Se tivéssemos de espremer a escrita de Amor Towles numa única qualidade, a escolha seria, muito provavelmente, esta: elegância. Tal como em “Um Gentleman em Moscovo“, livro que saiu primeiro em Portugal mas que aconteceu mais para a frente na linha cronológica Towlesiana, “As Regras da Cortesia” (Dom Quixote, 2019) transporta-nos para um mundo onde o charme caminha a par da melancolia, numa narrativa que serve de revisitação nostálgica à Nova Iorque dos anos 1930, onde a depressão dos anos anteriores se curava com flûtes de champagne, cocktails experimentais e festas dia sim, dia sim.
No centro da narrativa está Katey, ou Katherine Kontent, que numa exposição descobre duas fotografias de Theodore Grey – que, em tempos, conheceu como Tinker -, uma coincidência que irá servir para Kate contar a sua história, onde cabem também as vidas de Eve, então sua colega de quarto, e de Tinker, que fará a certa altura o percurso de príncipe a mendigo.

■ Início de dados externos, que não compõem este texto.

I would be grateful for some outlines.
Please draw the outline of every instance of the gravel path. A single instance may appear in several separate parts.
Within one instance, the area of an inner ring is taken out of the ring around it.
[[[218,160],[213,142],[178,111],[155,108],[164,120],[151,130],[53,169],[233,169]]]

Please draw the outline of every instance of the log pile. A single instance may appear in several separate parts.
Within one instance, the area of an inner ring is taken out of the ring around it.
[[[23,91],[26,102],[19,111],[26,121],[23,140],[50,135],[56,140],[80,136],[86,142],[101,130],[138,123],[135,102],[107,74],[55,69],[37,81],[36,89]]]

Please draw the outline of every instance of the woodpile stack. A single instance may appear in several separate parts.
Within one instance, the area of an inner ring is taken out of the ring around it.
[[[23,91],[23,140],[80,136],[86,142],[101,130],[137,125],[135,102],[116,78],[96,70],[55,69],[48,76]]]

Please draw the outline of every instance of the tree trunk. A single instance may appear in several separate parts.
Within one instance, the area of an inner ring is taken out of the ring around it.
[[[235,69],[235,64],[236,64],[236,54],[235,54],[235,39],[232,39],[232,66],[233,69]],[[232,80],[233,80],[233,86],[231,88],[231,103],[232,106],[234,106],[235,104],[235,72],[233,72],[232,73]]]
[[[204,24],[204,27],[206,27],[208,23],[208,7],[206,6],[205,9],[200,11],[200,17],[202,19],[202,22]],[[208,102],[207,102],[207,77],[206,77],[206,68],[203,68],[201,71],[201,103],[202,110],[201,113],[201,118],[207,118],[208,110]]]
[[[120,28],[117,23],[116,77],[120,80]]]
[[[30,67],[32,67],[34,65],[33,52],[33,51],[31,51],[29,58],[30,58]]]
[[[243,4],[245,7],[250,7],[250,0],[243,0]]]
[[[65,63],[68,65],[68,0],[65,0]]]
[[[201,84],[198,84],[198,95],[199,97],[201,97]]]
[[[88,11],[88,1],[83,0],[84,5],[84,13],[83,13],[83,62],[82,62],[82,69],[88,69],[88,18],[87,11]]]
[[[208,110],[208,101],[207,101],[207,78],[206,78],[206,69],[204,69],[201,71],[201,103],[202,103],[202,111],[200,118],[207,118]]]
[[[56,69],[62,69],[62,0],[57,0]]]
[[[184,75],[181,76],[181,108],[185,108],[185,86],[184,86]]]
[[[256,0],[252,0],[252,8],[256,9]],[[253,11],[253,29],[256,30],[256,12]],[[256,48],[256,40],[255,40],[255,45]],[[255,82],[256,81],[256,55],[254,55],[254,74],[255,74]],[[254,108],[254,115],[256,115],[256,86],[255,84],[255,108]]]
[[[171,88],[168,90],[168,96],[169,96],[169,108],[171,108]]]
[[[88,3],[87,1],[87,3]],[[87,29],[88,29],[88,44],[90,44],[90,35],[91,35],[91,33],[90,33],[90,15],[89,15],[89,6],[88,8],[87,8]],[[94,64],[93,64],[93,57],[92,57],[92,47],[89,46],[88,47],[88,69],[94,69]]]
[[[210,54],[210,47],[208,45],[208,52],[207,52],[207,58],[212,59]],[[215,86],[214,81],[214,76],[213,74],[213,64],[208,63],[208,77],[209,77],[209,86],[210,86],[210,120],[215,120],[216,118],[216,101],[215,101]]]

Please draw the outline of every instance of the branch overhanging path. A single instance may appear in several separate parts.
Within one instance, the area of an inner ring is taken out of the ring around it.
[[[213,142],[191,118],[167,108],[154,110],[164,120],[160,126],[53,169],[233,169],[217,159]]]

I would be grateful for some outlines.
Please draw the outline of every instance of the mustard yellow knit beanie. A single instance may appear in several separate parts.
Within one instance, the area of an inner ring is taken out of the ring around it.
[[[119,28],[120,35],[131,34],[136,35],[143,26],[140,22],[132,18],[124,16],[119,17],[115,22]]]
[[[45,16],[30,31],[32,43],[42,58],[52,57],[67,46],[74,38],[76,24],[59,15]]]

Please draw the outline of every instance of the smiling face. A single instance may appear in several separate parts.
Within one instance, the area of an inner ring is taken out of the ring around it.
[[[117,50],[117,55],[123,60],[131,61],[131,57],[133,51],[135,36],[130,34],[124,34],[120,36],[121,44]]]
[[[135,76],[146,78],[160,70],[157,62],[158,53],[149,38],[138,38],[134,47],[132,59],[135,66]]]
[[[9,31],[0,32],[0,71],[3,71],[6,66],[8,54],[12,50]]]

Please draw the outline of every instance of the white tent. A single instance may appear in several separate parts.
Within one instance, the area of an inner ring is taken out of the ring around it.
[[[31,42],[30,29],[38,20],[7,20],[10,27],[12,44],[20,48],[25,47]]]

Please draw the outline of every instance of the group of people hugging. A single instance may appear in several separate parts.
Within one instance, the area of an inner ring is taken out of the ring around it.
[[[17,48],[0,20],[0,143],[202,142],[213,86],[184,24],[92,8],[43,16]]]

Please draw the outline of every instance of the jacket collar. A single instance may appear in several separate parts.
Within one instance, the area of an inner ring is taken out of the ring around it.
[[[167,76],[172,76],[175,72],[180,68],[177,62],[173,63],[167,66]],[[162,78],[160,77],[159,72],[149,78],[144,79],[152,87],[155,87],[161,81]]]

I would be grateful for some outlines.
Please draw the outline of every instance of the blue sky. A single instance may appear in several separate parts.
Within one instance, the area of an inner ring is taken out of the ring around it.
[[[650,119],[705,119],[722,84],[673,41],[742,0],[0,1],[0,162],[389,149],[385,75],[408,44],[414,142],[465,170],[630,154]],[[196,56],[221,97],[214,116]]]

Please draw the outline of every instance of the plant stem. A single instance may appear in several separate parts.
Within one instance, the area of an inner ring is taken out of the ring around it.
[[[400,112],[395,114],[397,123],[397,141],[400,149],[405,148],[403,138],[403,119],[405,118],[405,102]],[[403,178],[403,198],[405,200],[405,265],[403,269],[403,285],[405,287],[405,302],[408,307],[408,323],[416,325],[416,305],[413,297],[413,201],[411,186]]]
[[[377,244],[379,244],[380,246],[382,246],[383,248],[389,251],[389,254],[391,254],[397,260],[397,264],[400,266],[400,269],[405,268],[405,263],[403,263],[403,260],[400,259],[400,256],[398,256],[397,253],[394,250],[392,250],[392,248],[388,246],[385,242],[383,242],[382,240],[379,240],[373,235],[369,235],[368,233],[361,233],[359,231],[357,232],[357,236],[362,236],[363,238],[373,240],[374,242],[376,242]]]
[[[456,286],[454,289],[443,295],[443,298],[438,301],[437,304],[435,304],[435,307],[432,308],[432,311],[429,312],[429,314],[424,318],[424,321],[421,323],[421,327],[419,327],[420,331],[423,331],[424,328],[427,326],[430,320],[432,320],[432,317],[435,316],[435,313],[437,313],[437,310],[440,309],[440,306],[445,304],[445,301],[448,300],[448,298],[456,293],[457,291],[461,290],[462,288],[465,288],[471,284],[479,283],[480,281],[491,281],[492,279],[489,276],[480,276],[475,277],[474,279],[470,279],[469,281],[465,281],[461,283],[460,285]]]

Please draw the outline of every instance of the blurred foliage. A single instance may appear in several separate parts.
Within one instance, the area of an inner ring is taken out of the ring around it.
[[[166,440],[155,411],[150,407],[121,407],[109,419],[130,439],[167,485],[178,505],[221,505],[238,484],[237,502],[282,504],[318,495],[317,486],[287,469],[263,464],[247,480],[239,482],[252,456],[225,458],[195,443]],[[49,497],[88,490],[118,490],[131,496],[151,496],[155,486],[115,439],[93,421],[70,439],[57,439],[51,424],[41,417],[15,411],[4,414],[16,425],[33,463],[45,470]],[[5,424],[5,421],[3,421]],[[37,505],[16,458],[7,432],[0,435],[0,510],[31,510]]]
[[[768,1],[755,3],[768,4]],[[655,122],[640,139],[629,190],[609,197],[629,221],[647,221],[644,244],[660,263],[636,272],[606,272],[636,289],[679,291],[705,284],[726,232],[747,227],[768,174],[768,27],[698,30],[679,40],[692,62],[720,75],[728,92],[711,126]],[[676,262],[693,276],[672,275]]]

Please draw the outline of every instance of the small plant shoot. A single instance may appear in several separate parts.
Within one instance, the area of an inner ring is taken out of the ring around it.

Um falso triângulo amoroso feito de arestas rugosas e ângulos impossíveis de medir.
O título do livro é sacado a um livro de escritos de George Washington que, em adolescente, escreveu uma “lista de aspirações” com o título “Regras de Cortesia e Comportamento Decoroso quando em Companhia ou Conversa“, do qual constavam 110 regras para a melhor prestação social.
Sempre acompanhado pela poesia de T.S. Eliot e a prosa do “Walden” de Thoreau, Amor Towles escreveu um livro admirável sobre o amor, os sentimentos contraditórios, a descoberta e a perda do eu, a amizade, o perigo de revisitar o passado – “Os velhos tempos, como o meu pai costumava dizer: se não tivermos cuidado, estripam-nos como se fôssemos um peixe” -, a aceitação da perda e a capacidade de admiração, desenhando a vida como uma viagem labiríntica, onde as oportunidades de mudar de rumo talvez não sejam assim tantas e onde as escolhas certas são, também, “o meio através do qual a vida cristaliza a perda“.
De todas as regras, escolhemos esta: “Esforçai-vos por manter viva no peito a centelha de fogo celestial chamada consciência“.